第44話 来るべき災い

「私のターン、ドロー」


 勢いはなく、静かにウルティはカードを引く。俺のカードは合計2枚なのに、これであちらは4枚だ。負けたら誘拐犯だし、差がついてしまうとやっぱり焦りが出てしまうな。

 深呼吸して落ち着くんだ俺。追い抜かすチャンスは必ず出てくるはず。


「意外とあっさり決着がつくかも。運命の人が私より弱いわけがないし、もしかしたら?」


「なぁ、さっきから言っている運命の人って何なんだ? 結婚相手とか恋人とかそういう?」


「結婚相手ぇ!? ご主人様! それは駄目です、ロリコンですよ! ゴニョゴニョ……本当の犯罪はいけません!」


「なんてこと言ってんのよアンタ!? 嫁には出さないわ。そんなことをするのならアタシが燃やし尽くしてやる! はっ、アンタ、ウルティにあんなことやこんなことを企んで。だから誘拐を!」


「た、例えだろ例え! それにそんなことは考えていないぞプロメさん!」


 焦りに焦るクロンとプロメ。なんか慌て方が二人とも似ているところがあるというか……。

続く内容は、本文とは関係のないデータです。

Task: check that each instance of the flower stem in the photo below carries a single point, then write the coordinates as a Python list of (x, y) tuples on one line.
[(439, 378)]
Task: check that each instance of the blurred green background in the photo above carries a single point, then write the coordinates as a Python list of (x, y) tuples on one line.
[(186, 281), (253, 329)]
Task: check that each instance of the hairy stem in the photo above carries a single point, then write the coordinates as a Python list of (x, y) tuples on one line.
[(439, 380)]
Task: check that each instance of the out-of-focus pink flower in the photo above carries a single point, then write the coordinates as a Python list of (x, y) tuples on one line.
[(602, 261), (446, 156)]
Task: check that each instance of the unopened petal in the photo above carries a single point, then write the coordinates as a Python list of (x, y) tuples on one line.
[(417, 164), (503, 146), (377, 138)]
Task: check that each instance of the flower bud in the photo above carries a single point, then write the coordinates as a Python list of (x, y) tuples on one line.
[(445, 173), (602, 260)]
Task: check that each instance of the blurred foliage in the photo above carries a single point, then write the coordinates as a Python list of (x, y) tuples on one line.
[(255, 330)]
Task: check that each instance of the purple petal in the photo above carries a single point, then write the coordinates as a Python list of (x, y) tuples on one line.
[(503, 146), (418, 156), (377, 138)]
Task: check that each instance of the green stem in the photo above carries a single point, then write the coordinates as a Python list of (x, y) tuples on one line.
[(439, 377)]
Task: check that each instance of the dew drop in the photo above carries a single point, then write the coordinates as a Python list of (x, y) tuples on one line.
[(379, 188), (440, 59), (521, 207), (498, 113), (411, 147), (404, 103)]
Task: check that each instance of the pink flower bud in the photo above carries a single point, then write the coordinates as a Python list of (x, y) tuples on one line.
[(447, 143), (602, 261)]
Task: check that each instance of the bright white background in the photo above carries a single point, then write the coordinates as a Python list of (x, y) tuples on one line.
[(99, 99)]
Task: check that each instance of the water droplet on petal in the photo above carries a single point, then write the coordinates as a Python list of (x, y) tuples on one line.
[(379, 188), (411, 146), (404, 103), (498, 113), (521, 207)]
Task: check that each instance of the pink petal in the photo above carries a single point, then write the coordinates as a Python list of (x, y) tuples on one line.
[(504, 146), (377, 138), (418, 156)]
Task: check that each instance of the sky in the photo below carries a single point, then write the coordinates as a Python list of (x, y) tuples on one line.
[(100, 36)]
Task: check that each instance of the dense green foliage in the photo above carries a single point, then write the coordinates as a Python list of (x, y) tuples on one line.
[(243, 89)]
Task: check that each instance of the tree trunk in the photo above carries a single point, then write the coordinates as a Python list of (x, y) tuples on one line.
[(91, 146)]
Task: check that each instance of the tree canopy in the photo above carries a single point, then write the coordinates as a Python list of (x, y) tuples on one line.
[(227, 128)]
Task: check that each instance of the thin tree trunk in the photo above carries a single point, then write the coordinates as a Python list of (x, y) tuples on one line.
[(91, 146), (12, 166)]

 いや、それよりどうしてウルティが運命の人というものにこだわるのかが聞きたい。争闘コンフリクトしてまで俺についていきたいというのだから、占い以上に大きな理由があるのだろう。


「えーっとね、占いに出てたの。大きな災いがこの国に降りかかるって」


「それで……?」


「救世主のドラゴンを連れた運命の人が来て、力となる4体のドラゴンと共に災いを打ち破る……だから、きっとその竜族の人を連れたあなたが運命の人」


「えっ、えーっ!? 私が救世主ですかぁ!?」


「はあああっ!? こんなアタシより下のポンコツドラゴンが救世主ぅ!? しまった、この言い方じゃアタシまでポンコツじゃない! アタシはパーフェクトな探偵ドラゴンよ!」


 急に救世主とされたクロンが慌てふためく。正直俺も驚いた。プロメにポンドラって呼ばれるほどの彼女が国を救うだなんて。

 でも、それは……


「それって占いの話だろ?」


「そ、そうですよ! 占い通りのことが起こるとしても、救世主はきっとリームのことです! 今変身すらできない私なんかより強いしカッコイイし、よっぽど救世主に向いていますよ……」


「むぅ。わたしのうらないはあたる! いっつもぷろめ、わたしのうらないをあてにしている! そしてあたる!」


「ウルティイイイイ!? それをこんな場所で言わないでええええ!!」


 得意な占いを否定されて腹が立ったのか、ウルティの口調や調子はほんわかしたものに戻ってしまい、御立腹の状態だ。腕を組んで頬を可愛らしく膨らませている。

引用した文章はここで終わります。